Re: libc malloc poison

2013-07-05 Thread Otto Moerbeek
On Thu, Jul 04, 2013 at 05:24:20PM +0200, Mark Kettenis wrote:

  From: Theo de Raadt dera...@cvs.openbsd.org
  Date: Thu, 04 Jul 2013 09:04:54 -0600
  
  I suspect the best approach would be a hybrid value.  The upper half
  of the address should try to land in an unmapped zone, or into the zero
  page, or into some address space hole, ir into super high memory above
  the stack which is gauranteed unmapped.
 
 Don't forget strict alignment architectures, where it is beneficial
 to have the lowest bit set to trigger alignment traps.

You also want the highest bit set. This makes sure signed indexes get
interpreted as negative, which should more often detect problems than
positive ones. There are not only pointers in the heap. 

I very much prefer the values te be easily recognizable in a debugger
and to keep a clear distinction between uninitialized and freed
chunks.  Too much random is not good thing in this case. I picked 0xdf
a few years ago to mark free'd memory. The f is supposed to help you
remember that when you see it in a debugger. 

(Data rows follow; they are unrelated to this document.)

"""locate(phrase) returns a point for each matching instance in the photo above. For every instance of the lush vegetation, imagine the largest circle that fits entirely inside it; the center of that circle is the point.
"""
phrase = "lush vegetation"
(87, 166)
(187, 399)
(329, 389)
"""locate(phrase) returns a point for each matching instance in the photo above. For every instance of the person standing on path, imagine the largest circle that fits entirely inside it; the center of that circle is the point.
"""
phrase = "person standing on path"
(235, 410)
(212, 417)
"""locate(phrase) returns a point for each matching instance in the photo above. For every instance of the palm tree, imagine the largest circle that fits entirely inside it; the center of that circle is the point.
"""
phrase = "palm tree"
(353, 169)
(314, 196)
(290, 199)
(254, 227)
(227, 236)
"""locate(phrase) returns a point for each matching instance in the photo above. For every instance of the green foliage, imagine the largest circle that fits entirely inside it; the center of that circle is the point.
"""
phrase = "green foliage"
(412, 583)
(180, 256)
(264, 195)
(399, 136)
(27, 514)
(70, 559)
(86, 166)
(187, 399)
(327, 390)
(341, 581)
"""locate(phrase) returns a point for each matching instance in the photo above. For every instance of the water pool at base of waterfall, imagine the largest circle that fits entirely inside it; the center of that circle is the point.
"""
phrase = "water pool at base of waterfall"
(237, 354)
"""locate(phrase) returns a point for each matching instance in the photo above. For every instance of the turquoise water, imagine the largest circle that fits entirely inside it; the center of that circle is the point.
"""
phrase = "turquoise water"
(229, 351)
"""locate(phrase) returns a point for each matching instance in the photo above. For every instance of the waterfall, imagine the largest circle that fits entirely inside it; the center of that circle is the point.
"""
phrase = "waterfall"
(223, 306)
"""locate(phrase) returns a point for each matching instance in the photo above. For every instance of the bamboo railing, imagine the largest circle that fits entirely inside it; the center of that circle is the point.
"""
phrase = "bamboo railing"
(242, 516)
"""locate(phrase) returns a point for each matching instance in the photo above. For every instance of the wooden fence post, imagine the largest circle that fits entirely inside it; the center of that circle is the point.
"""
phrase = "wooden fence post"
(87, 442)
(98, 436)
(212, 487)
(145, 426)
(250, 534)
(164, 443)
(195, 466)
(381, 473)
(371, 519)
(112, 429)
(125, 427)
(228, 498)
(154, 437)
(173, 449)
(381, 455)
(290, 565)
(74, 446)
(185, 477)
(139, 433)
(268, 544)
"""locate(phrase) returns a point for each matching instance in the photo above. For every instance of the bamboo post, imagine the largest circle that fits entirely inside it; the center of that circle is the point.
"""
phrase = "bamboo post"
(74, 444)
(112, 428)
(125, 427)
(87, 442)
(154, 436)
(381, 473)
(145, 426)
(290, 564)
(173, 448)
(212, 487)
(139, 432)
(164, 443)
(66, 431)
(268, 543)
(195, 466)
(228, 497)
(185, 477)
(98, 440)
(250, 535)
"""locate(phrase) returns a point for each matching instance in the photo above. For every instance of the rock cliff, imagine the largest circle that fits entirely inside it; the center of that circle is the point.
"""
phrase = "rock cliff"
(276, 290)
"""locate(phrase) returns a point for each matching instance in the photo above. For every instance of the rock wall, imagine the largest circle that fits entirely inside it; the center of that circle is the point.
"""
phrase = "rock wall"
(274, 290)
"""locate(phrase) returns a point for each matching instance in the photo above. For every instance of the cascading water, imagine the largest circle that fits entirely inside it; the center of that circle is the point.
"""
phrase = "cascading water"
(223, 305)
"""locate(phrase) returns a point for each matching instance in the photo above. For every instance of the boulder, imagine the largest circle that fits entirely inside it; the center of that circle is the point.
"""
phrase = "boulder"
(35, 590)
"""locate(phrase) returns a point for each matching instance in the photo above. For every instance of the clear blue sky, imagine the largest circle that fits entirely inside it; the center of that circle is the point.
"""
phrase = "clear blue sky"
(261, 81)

Maybe put a fixed pattern in the low nibbles and a random in the high
nibble. Together with the lowest and highest bit set this would go
like:

0x8e0d0e0f || 0xr0r0r0r0

(pick another lhs for free'ed mem)

Wondering if that would produce easily recognizable patterns that
still trigger enough faults.

-Otto




Re: libc malloc poison

2013-07-05 Thread Henri Kemppainen
 On Thu, Jul 04, 2013 at 05:24:20PM +0200, Mark Kettenis wrote:
   From: Theo de Raadt dera...@cvs.openbsd.org
   Date: Thu, 04 Jul 2013 09:04:54 -0600
   
   I suspect the best approach would be a hybrid value.  The upper half
   of the address should try to land in an unmapped zone, or into the zero
   page, or into some address space hole, ir into super high memory above
   the stack which is gauranteed unmapped.
  
  Don't forget strict alignment architectures, where it is beneficial
  to have the lowest bit set to trigger alignment traps.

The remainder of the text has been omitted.